Lucene index backup_问答_开发者_运维开发者技术经验分享

开发者 https://www.devze.com 2023-03-03 06:33 出处：网络

What is the best practice to backup a lucene index without taking the index offline (hot ba开发者_StackOverflow社区ckup)?You don\'t have to stop your IndexWriter in order to take a backup of the index

相关专题：lucene

What is the best practice to backup a lucene index without taking the index offline (hot ba开发者_StackOverflow社区ckup)?

You don't have to stop your IndexWriter in order to take a backup of the index.

Just use the SnapshotDeletionPolicy, which lets you "protect" a given commit point (and all files it includes) from being deleted. Then, copy the files in that commit point to your backup, and finally release the commit.

It's fine if the backup takes a while to run -- as long as you don't release the commit point with SnapshotDeletionPolicy, the IndexWriter will not delete the files (even if, eg, they have since been merged together).

This gives you a consistent backup which is a point-in-time image of the index without blocking ongoing indexing.

I wrote about this in Lucene in Action (2nd edition), and there's paper excerpted from the book available (free) from http://www.manning.com/hatcher3, "Hot Backups with Lucene", that describes this in more detail.

This answer depends upon (a) how big your index is and (b) what OS you are using. It is suitable for large indexes hosted on Unix operating systems, and is based upon the Solr 1.3 replication strategy.

Once a file has been created, Lucene will not change it, it will only delete it. Therefore, you can use a hard link strategy to make a backup. The approach would be:

stop indexing (and do a commit?), so that you can be sure you won't snapshot mid write
create a hard link copy of your index files (using cp -lr)
restart indexing

The cp -lr will only copy the directory structure and not the files, so even a 100Gb index should copy in less than a second.

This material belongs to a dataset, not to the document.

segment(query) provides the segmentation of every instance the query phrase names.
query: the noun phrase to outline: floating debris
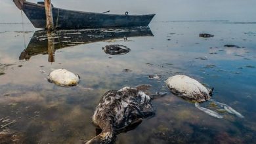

In my opinion it would typically be enough to stop any ongoing indexing operation and simply take a file copy of your index files. Also look at the snapshooter script from Solr which can be found in apache-solr-1.4.1/src/scripts, which essentially does:

cp -lr indexLocation backupLocation

Another options might be to have a look at the Directory.copy(..) routine for a progammatic approach (e.g., using the same Directory given as constructor parameter to the IndexWriter. You might also be interested in Snapshooter.java which does the equivalent of the script.

Create a new index with a separate IndexWriter and use addIndexesNoOptimize() to merge the running index into the new one. This is very slow, but it allows you keep the original index operational while doing the backup.

However, you cannot write to the index while merging. So even if it is online and you can query the index, you cannot write to it during the backup.